Jun 25, 2004

It's a beautiful day and I'm happy. For the most part anyway. The job thing is working out and my last two+ weeks are starting to go pretty smoothly. I'm finally busy at work, which is slightly ironic now that I've quit due to the boredom. But this is work I can get into: preparing my office, my job manual, my co-workers, to get along without me. It's slowly inflating my head, knowing that they are so worried about my departure and do in fact truly value my presence here, and at the same time it is giving me a slight sense of unease as I prepare for my extinction, at least as far as the office is concerned. What will they do when I'm gone? Will they remember me fondly, look into my empty office and miss me?

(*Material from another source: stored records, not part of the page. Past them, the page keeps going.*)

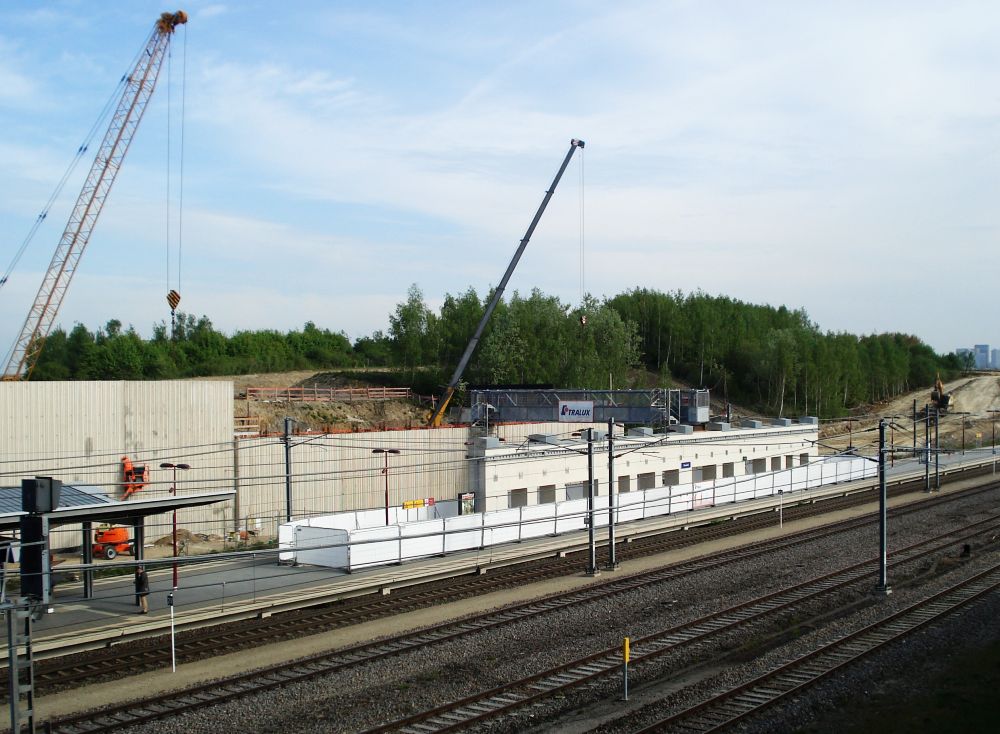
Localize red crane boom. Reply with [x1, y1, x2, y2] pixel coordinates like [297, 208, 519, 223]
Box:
[3, 10, 188, 380]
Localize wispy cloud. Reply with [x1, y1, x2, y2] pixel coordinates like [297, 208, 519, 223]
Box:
[2, 0, 999, 354]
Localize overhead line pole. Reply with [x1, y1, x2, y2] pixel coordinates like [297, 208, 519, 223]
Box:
[606, 418, 619, 571]
[586, 427, 599, 577]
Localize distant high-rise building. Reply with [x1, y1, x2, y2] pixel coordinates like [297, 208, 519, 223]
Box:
[974, 344, 990, 369]
[993, 348, 1000, 370]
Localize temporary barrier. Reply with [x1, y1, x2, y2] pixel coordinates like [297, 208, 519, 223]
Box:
[279, 455, 875, 571]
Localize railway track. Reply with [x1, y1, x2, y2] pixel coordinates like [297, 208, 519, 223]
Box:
[12, 473, 994, 701]
[42, 501, 1000, 733]
[630, 562, 1000, 733]
[360, 517, 1000, 734]
[21, 474, 984, 697]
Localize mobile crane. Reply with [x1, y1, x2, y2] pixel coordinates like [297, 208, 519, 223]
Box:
[2, 11, 188, 380]
[428, 139, 585, 426]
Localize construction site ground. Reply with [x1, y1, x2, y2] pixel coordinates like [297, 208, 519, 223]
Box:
[193, 369, 431, 434]
[195, 369, 1000, 450]
[822, 373, 1000, 453]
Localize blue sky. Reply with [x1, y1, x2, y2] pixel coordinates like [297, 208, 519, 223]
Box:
[1, 0, 998, 360]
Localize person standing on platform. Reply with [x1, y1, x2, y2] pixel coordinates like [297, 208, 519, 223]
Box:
[135, 566, 150, 614]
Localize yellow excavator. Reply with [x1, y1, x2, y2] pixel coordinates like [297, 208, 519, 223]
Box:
[931, 373, 953, 414]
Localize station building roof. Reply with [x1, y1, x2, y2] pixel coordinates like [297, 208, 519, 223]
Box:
[0, 484, 235, 532]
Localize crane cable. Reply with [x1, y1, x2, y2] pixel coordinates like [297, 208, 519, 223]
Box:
[0, 31, 158, 294]
[579, 144, 585, 308]
[0, 77, 130, 291]
[165, 25, 188, 337]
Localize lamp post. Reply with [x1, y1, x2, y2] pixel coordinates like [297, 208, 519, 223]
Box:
[159, 462, 190, 589]
[958, 412, 972, 455]
[372, 449, 400, 525]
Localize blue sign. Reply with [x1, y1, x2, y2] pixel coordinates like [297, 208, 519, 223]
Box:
[681, 461, 691, 469]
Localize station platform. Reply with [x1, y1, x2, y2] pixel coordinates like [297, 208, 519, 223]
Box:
[12, 450, 1000, 659]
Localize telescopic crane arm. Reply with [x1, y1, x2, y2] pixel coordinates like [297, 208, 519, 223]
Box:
[2, 11, 188, 380]
[428, 138, 585, 426]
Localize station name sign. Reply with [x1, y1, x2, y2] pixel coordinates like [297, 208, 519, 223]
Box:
[558, 400, 595, 422]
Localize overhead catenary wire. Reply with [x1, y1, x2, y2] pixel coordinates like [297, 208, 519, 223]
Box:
[0, 85, 128, 292]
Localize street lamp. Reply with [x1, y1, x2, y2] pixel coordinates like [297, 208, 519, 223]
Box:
[160, 462, 190, 589]
[372, 449, 400, 526]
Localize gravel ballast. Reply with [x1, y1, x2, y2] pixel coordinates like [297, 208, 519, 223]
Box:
[77, 485, 1000, 734]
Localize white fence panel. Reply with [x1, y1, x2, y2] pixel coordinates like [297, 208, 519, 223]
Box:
[790, 466, 808, 492]
[520, 504, 556, 539]
[484, 509, 522, 546]
[356, 509, 386, 529]
[617, 492, 644, 523]
[443, 514, 483, 553]
[555, 498, 587, 534]
[670, 485, 694, 513]
[347, 526, 400, 569]
[693, 482, 714, 509]
[714, 477, 736, 504]
[400, 519, 445, 562]
[753, 476, 773, 498]
[278, 519, 307, 562]
[295, 525, 349, 568]
[643, 487, 670, 518]
[733, 476, 755, 503]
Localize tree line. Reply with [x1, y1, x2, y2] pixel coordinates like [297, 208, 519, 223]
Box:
[29, 286, 965, 418]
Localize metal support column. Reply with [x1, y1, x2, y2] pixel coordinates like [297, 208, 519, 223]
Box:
[133, 517, 145, 607]
[924, 405, 930, 492]
[586, 428, 599, 577]
[877, 419, 890, 596]
[605, 418, 619, 571]
[6, 601, 35, 734]
[934, 408, 940, 490]
[82, 521, 93, 599]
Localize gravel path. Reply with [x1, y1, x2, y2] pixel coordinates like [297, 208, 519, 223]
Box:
[99, 484, 1000, 734]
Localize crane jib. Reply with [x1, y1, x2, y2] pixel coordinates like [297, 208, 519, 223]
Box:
[2, 12, 187, 380]
[429, 139, 585, 426]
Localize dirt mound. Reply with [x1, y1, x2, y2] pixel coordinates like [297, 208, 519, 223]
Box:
[190, 369, 431, 432]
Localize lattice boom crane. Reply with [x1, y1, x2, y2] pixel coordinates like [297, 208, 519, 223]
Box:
[2, 10, 188, 380]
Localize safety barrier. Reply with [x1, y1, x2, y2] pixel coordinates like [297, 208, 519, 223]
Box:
[281, 455, 876, 571]
[246, 386, 413, 402]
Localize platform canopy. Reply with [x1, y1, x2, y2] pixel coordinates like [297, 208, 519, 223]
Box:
[0, 483, 235, 531]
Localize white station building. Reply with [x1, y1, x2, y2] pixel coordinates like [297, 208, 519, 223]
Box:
[469, 419, 820, 513]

This process of planning my permanent absence is making me think about my life, my family, my friends, my loved ones. It is also making me think about people I've lost contact with throughout my life. Losing touch with someone is a form of death, in a way. You can't plan for it, and you don't know when a conversation or hug or kiss or e-mail will be your last. I've often wondered where some of my past boyfriends and childhood girl friends have been, who they are, where they live, what they're doing right now...if they're thinking of me with the same curious concern. You never know when you're saying goodbye for the last time, so it's important to take advantage of the time you have with the world while you have it.

I've been struggling with the decision to start helping someone close to me out on a regular basis, which I guess I am worried will become a precedent for when this person needs more help, but I love her and I can't stand to see her in the state she is in right now. And it is my duty, as one of her closest friends and loved ones, to take care of her. And when she's gone, will I feel like I did enough? Will I ever feel like I've been the best friend, daughter, sister, employee, wife, and mother that I could possibly be to every person I care for? No, it would be impossible. But I'm doing the best I can.

I'm becoming emotional and girly, but I can't help it. I am starting a new phase of my life and am saying goodbye to a large part of who I am, at least who I have been for the past two years. I'm starting fresh and I couldn't be happier, but there lingers this sense of unease. I've never been good at goodbyes. Looking back, I love this place, and all the crappiness I've associated with it. And I love you guys, the three of you who read this inflated and nonsensical thing.